Jogos e livros têm algo em comum? Um breve passeio por ideias da teoria literária

Adoro ler. Literatura é um combustível fundamental no meu cotidiano. Sempre que alguém de confiança indica um livro, lá vou eu atrás do conteúdo. Apesar de não ser escritor, me interesso muito em estudar algumas ideias da teoria literária.

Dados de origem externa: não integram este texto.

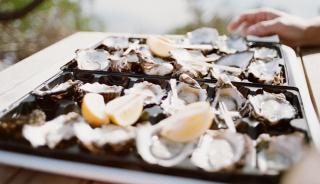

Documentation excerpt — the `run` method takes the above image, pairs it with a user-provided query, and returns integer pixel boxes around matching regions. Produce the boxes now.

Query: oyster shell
[191,130,255,172]
[187,27,219,44]
[248,59,283,85]
[257,132,304,173]
[102,36,130,50]
[215,51,254,70]
[248,91,297,125]
[138,55,173,76]
[80,82,123,102]
[74,122,136,153]
[170,49,209,77]
[22,112,83,149]
[161,79,207,114]
[32,80,82,99]
[212,75,247,111]
[136,123,196,167]
[251,47,278,60]
[75,49,111,70]
[124,81,166,105]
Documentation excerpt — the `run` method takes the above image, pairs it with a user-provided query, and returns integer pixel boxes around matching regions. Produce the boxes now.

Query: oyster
[248,59,283,85]
[170,49,209,77]
[215,51,254,70]
[257,132,304,173]
[102,36,130,50]
[124,81,166,105]
[161,79,207,114]
[187,27,219,44]
[251,47,278,60]
[22,112,83,149]
[212,75,246,111]
[191,130,256,172]
[74,122,136,153]
[80,82,123,102]
[32,80,82,100]
[75,49,111,70]
[248,91,297,125]
[138,54,173,76]
[136,123,196,167]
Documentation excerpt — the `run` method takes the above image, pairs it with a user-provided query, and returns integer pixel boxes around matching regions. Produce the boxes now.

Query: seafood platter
[0,28,315,183]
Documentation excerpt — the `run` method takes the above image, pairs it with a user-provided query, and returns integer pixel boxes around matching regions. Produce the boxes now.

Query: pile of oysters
[8,71,307,174]
[0,28,309,180]
[75,28,286,85]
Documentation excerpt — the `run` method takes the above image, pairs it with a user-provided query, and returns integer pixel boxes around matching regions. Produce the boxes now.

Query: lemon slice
[160,102,213,142]
[81,93,109,126]
[105,94,143,127]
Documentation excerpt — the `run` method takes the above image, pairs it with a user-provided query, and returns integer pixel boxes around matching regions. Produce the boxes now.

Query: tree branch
[0,0,44,21]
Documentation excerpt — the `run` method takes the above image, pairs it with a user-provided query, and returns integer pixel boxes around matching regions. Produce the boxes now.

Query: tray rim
[0,34,320,183]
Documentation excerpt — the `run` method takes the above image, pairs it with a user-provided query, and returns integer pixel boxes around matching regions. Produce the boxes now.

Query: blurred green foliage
[0,0,105,70]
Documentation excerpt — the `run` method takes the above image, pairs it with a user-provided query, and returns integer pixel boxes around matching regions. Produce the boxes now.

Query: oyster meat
[251,47,278,60]
[248,59,283,85]
[102,36,130,50]
[170,49,209,77]
[22,112,83,149]
[75,49,111,70]
[80,82,123,102]
[212,75,247,111]
[161,79,207,114]
[191,130,256,172]
[74,122,136,153]
[32,80,82,99]
[136,123,196,167]
[248,91,297,125]
[215,51,254,70]
[124,81,166,105]
[187,27,219,44]
[257,132,305,173]
[138,54,173,76]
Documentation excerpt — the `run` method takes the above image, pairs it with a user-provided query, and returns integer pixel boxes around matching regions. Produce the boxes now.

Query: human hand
[228,9,308,46]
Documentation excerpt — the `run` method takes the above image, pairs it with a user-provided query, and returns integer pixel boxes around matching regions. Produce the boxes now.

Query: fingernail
[247,26,257,34]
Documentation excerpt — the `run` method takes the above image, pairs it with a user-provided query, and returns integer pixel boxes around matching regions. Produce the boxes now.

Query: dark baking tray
[60,36,290,86]
[0,72,310,183]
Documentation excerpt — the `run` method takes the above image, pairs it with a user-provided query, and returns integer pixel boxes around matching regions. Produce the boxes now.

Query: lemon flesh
[160,102,213,142]
[105,94,143,127]
[81,93,109,126]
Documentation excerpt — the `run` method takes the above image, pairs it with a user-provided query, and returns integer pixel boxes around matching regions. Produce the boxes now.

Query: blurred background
[0,0,320,70]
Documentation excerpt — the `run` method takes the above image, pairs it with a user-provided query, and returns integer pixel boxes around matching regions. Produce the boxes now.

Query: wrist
[302,18,320,46]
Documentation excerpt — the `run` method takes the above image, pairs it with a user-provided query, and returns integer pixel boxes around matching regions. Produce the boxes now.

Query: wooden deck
[0,32,320,184]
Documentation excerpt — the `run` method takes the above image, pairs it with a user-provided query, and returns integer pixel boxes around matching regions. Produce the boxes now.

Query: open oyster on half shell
[138,51,173,76]
[191,130,256,172]
[74,122,136,153]
[136,102,213,167]
[124,81,166,105]
[75,49,111,71]
[161,79,207,114]
[247,58,284,85]
[80,82,123,102]
[248,91,297,125]
[170,49,210,77]
[22,112,84,149]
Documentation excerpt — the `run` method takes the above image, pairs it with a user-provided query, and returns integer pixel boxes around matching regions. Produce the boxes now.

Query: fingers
[228,9,281,32]
[228,12,256,32]
[244,19,281,36]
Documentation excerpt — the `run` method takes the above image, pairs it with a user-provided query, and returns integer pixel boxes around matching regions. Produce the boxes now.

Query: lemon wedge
[105,94,143,127]
[81,93,109,126]
[159,102,214,142]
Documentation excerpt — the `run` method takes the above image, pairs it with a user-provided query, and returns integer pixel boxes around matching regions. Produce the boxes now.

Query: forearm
[302,17,320,46]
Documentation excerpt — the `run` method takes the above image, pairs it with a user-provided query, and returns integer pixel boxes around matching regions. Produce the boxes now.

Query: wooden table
[0,32,320,184]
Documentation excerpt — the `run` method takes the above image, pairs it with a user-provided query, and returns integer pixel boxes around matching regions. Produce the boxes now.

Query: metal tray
[0,72,312,183]
[61,35,292,86]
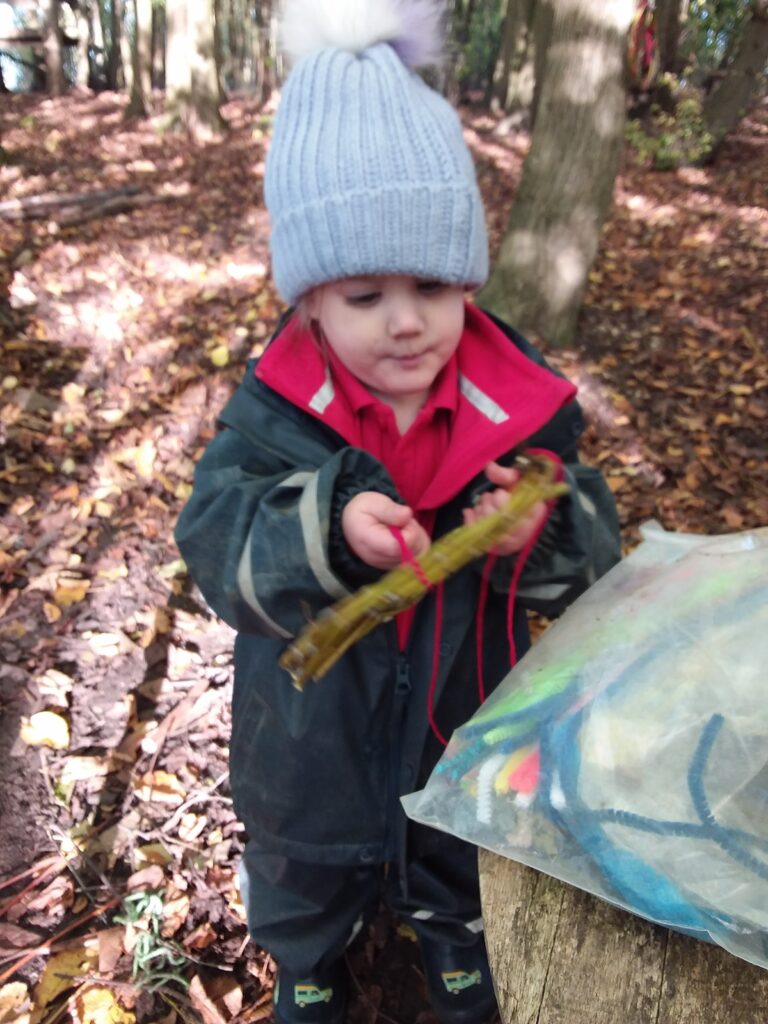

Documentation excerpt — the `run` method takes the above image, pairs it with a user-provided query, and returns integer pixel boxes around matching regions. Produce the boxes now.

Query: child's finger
[485,462,520,490]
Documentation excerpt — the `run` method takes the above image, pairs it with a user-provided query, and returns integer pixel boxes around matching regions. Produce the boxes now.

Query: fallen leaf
[182,921,216,949]
[58,755,120,786]
[0,922,40,950]
[160,893,189,939]
[96,928,125,975]
[133,843,173,870]
[18,711,70,751]
[209,345,229,369]
[53,580,91,608]
[0,981,31,1024]
[71,985,136,1024]
[127,864,165,892]
[35,667,73,708]
[188,974,231,1024]
[35,944,98,1019]
[134,771,186,807]
[43,601,61,623]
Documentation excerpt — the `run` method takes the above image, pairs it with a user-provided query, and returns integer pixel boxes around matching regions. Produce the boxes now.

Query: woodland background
[0,0,768,1024]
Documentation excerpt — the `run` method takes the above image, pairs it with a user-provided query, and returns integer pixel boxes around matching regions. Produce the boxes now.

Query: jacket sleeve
[517,453,622,616]
[175,428,392,639]
[479,317,622,616]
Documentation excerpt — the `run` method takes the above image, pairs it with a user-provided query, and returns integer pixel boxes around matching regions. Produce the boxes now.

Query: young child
[176,0,620,1024]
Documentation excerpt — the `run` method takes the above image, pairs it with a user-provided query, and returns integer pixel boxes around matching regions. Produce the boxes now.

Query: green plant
[115,892,189,992]
[625,83,713,171]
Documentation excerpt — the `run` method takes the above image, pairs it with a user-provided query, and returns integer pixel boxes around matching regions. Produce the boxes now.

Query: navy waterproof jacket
[176,306,620,864]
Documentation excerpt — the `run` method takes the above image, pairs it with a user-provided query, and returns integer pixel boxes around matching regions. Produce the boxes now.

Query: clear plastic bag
[403,523,768,967]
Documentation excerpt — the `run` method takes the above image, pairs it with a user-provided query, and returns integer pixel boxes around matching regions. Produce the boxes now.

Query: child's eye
[346,292,381,306]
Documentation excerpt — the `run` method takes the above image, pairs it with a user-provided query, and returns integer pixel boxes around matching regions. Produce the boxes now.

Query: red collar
[256,304,575,509]
[328,350,459,416]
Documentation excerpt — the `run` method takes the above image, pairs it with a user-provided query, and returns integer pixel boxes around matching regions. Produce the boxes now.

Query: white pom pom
[281,0,443,68]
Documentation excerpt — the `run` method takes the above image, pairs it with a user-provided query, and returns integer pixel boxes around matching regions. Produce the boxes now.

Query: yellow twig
[280,458,568,689]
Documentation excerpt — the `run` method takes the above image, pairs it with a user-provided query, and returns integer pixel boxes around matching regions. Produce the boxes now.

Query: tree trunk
[43,0,65,96]
[479,0,634,345]
[125,0,152,118]
[213,0,227,96]
[703,0,768,152]
[151,3,166,89]
[492,0,536,114]
[74,2,90,89]
[530,0,560,127]
[656,0,681,75]
[106,0,125,92]
[166,0,225,138]
[86,0,106,89]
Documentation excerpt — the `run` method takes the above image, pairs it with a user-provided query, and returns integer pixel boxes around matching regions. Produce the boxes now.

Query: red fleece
[256,304,575,648]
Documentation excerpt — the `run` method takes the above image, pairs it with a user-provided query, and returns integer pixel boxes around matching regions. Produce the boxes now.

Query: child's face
[307,275,464,403]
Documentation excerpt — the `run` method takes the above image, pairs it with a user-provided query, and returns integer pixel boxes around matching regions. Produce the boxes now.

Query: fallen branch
[0,185,139,220]
[56,196,176,227]
[0,896,120,985]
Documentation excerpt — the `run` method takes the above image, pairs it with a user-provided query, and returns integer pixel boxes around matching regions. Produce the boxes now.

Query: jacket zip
[387,651,413,860]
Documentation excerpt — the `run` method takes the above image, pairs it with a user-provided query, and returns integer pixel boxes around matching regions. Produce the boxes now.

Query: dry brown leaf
[96,928,125,976]
[58,754,120,786]
[33,943,98,1022]
[182,921,216,949]
[160,893,190,939]
[0,981,31,1024]
[70,984,136,1024]
[133,843,173,871]
[134,771,186,807]
[53,580,91,608]
[188,974,231,1024]
[126,864,165,892]
[0,922,41,950]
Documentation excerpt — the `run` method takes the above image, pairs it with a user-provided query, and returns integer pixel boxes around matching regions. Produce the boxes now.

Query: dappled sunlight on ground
[0,94,768,1024]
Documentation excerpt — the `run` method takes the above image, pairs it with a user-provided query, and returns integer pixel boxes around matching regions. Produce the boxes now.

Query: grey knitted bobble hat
[264,0,488,304]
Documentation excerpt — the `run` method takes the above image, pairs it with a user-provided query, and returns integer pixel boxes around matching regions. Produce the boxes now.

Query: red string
[389,526,432,590]
[475,555,497,703]
[389,526,447,746]
[507,449,564,669]
[427,583,447,746]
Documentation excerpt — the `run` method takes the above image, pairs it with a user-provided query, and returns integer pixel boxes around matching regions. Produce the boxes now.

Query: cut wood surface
[479,850,768,1024]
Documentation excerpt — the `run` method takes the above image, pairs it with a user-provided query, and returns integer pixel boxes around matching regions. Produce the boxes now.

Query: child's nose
[389,301,424,338]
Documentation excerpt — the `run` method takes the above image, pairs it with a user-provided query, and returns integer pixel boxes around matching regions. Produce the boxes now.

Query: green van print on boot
[441,971,482,995]
[293,985,334,1008]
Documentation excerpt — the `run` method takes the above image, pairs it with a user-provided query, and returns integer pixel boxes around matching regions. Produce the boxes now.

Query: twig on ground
[0,896,120,985]
[160,771,231,833]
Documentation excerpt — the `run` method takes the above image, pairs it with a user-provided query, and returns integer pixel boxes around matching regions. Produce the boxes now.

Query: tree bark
[151,4,166,89]
[530,0,559,127]
[87,0,106,87]
[703,0,768,158]
[43,0,65,96]
[479,0,634,345]
[74,0,90,89]
[656,0,682,75]
[106,0,125,92]
[126,0,152,118]
[166,0,225,138]
[492,0,536,114]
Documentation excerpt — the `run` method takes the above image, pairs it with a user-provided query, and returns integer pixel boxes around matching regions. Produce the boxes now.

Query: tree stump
[479,850,768,1024]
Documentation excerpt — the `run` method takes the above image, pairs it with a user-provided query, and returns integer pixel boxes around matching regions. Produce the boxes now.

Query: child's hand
[463,462,547,555]
[341,490,429,569]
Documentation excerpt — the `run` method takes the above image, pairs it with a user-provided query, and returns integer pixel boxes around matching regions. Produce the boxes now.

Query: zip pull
[394,654,413,697]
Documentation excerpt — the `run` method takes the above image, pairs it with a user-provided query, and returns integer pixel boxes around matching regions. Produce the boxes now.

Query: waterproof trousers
[240,836,482,977]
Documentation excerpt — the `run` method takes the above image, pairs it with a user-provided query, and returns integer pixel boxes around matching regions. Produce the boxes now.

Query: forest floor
[0,94,768,1024]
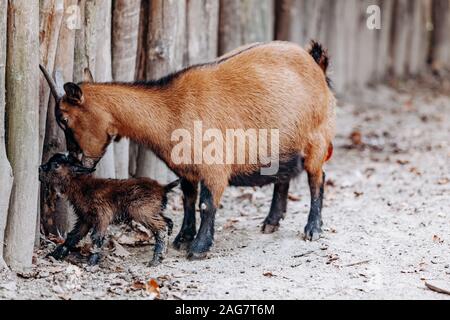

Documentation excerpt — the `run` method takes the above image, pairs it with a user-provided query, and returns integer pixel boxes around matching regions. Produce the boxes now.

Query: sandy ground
[0,80,450,299]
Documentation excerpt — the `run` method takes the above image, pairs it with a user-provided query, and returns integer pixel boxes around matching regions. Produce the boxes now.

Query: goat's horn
[39,65,62,101]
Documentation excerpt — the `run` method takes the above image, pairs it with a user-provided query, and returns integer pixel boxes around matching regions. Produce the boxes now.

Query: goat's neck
[84,84,174,158]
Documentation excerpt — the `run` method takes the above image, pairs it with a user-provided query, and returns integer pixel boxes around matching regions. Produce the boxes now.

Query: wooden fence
[0,0,450,270]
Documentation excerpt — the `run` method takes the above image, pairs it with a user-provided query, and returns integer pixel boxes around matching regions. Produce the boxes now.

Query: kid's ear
[64,82,84,105]
[108,127,121,141]
[83,68,94,82]
[72,165,95,174]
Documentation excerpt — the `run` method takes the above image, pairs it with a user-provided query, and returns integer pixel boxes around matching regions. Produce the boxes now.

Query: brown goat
[39,154,179,266]
[43,41,336,258]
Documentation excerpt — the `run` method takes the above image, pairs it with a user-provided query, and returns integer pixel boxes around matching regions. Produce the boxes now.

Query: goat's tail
[308,40,330,74]
[164,179,180,193]
[308,40,331,88]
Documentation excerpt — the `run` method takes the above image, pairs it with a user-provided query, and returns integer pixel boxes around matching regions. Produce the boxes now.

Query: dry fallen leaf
[425,282,450,295]
[397,159,410,166]
[131,281,145,290]
[48,234,65,244]
[433,235,444,244]
[350,130,363,147]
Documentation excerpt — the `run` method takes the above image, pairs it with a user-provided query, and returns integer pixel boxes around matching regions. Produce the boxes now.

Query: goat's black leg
[88,227,107,266]
[305,173,325,241]
[188,183,217,259]
[262,181,289,234]
[173,179,198,249]
[48,220,90,260]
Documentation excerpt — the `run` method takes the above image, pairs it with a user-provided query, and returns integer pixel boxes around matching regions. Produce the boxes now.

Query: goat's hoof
[188,251,208,261]
[305,224,322,241]
[173,235,194,251]
[261,223,280,234]
[88,253,100,267]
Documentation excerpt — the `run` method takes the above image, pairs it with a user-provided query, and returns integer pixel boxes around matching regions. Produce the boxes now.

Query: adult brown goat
[42,41,336,259]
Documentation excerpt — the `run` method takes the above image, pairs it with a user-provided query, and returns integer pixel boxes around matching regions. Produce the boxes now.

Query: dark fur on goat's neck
[87,42,265,89]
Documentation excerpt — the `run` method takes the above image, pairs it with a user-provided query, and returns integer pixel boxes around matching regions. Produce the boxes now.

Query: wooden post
[94,0,116,178]
[186,0,219,65]
[112,0,141,179]
[39,0,64,155]
[4,0,40,271]
[430,0,450,72]
[219,0,275,55]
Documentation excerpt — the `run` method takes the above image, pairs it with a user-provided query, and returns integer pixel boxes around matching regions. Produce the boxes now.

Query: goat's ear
[107,127,120,141]
[72,165,95,174]
[64,82,84,105]
[83,68,94,82]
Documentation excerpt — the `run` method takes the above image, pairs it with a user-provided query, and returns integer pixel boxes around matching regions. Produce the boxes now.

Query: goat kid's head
[40,66,117,168]
[39,153,95,188]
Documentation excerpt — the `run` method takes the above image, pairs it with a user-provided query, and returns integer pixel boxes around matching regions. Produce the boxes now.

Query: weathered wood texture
[431,0,450,71]
[112,0,141,179]
[0,0,13,270]
[185,0,219,65]
[94,0,116,178]
[219,0,275,54]
[4,0,40,271]
[39,0,64,158]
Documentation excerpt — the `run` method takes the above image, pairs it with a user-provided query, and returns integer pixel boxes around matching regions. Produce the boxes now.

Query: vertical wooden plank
[112,0,141,179]
[4,0,40,271]
[0,0,13,271]
[186,0,219,65]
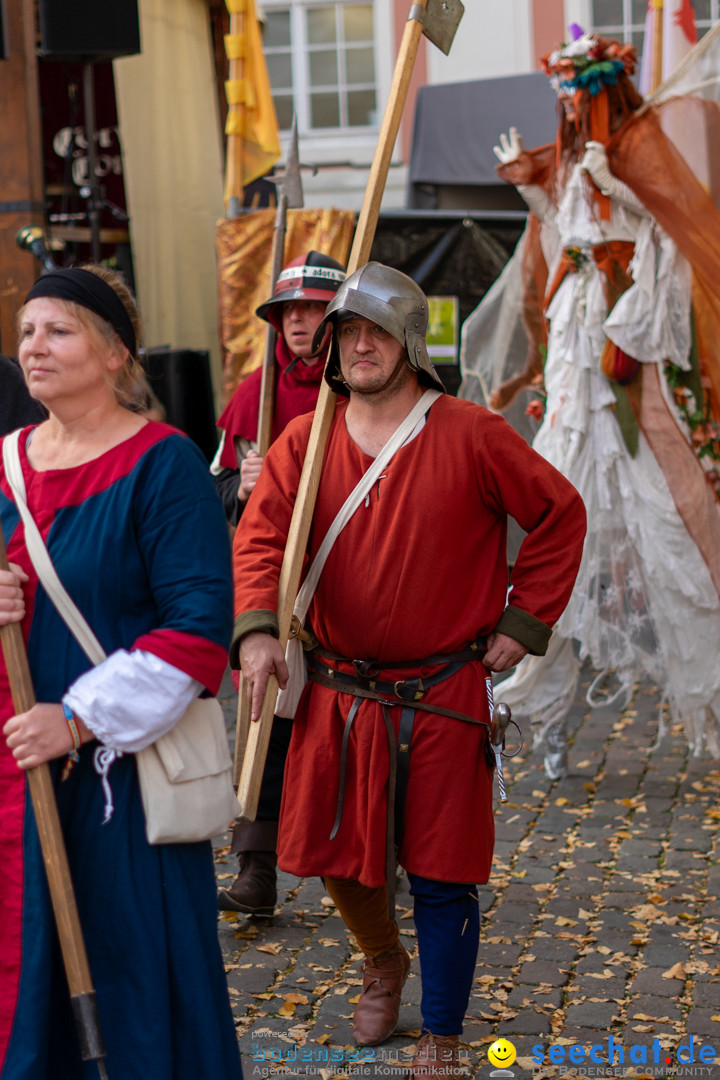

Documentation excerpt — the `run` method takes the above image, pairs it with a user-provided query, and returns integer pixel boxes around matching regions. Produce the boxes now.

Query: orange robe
[233,396,585,887]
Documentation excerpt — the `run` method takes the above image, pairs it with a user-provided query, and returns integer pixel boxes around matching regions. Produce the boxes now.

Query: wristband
[60,702,82,780]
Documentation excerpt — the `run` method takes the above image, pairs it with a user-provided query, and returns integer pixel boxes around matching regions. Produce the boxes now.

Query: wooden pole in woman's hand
[0,522,107,1080]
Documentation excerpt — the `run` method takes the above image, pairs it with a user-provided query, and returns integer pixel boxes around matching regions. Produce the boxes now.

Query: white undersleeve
[63,649,203,754]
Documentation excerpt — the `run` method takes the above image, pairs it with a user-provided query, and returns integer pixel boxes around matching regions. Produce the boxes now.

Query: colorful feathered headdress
[541,23,636,96]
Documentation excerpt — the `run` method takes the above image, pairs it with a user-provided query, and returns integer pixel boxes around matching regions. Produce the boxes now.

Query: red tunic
[234,396,585,887]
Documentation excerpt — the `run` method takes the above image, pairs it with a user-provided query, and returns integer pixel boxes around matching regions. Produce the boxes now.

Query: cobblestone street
[217,680,720,1080]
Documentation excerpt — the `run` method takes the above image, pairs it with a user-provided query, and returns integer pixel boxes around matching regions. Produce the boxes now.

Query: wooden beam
[0,0,44,355]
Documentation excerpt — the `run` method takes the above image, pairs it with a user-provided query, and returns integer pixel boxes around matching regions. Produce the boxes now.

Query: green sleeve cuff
[495,607,553,657]
[230,611,280,670]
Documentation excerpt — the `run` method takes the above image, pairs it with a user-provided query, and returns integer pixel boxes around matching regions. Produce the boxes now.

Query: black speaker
[39,0,140,62]
[142,349,218,462]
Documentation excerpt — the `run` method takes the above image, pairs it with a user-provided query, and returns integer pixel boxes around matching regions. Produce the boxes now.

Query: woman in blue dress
[0,267,242,1080]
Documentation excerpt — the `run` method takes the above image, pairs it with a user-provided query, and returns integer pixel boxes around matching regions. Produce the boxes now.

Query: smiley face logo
[488,1039,517,1069]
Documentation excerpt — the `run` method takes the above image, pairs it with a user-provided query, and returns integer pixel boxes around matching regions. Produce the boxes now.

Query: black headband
[25,267,137,356]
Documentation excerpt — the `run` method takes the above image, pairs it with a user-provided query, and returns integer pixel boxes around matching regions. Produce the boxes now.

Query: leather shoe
[217,851,277,919]
[410,1031,463,1080]
[353,942,410,1047]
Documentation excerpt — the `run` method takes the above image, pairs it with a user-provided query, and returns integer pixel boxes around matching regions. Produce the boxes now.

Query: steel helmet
[255,252,345,332]
[313,262,445,394]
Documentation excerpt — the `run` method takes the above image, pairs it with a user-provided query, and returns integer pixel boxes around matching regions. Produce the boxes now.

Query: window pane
[630,0,648,26]
[266,53,293,90]
[310,49,338,86]
[308,8,337,45]
[345,49,375,83]
[262,11,290,49]
[310,94,340,127]
[272,94,293,131]
[348,90,377,127]
[342,4,372,41]
[593,0,623,26]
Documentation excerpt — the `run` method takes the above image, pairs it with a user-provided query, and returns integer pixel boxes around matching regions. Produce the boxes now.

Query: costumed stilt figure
[465,27,720,779]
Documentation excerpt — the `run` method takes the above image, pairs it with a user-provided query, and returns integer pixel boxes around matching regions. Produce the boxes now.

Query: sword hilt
[490,701,513,750]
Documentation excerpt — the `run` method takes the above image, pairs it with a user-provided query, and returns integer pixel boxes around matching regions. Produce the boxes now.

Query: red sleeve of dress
[475,409,586,626]
[232,416,312,617]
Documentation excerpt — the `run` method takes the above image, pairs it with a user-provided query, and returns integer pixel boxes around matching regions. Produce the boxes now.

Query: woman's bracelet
[60,702,82,780]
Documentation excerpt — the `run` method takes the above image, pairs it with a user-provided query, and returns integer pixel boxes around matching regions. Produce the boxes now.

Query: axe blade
[272,112,303,210]
[418,0,465,56]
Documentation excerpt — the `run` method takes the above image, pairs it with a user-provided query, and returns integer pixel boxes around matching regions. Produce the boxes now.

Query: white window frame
[262,0,394,166]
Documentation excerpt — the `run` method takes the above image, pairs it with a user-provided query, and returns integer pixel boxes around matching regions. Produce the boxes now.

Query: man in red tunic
[210,252,345,918]
[231,262,585,1078]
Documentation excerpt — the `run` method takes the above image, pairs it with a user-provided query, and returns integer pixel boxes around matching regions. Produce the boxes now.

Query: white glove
[580,140,649,216]
[492,127,525,165]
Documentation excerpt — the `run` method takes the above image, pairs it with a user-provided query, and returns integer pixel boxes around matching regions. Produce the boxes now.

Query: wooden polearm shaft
[0,530,107,1080]
[237,0,426,821]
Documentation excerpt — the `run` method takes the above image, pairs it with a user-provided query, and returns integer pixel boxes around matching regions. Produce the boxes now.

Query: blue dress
[0,423,242,1080]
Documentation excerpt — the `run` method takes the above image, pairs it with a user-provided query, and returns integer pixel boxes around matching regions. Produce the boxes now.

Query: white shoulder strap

Ano passado escrevi junto com meu amigo Felipe Mello um livro chamado Game Cultura. Em um dos capítulos, dedicamos algumas páginas para os entrelaçamentos das questões narrativas e os games. Desse material, saiu a ideia desse post que foi escrito a quatro mãos. Ele está dividido em algumas partes e, como bom material que flerta com o texto acadêmico, possui referências bibliográficas no final.

A) O poder da narrativa

A narrativa é uma das componentes fundamentais da existência humana. É um elemento basilar e estruturante da nossa cultura e sociedade. Esteve presente em volta das fogueiras das sociedades antigas e das culturas tribais, passada oralmente de geração a geração. Esteve presente no nascimento da História clássica (na figura de Heródoto), esteve presente na epopeia grega, nos romances medievais de cavalaria, na cultura popular.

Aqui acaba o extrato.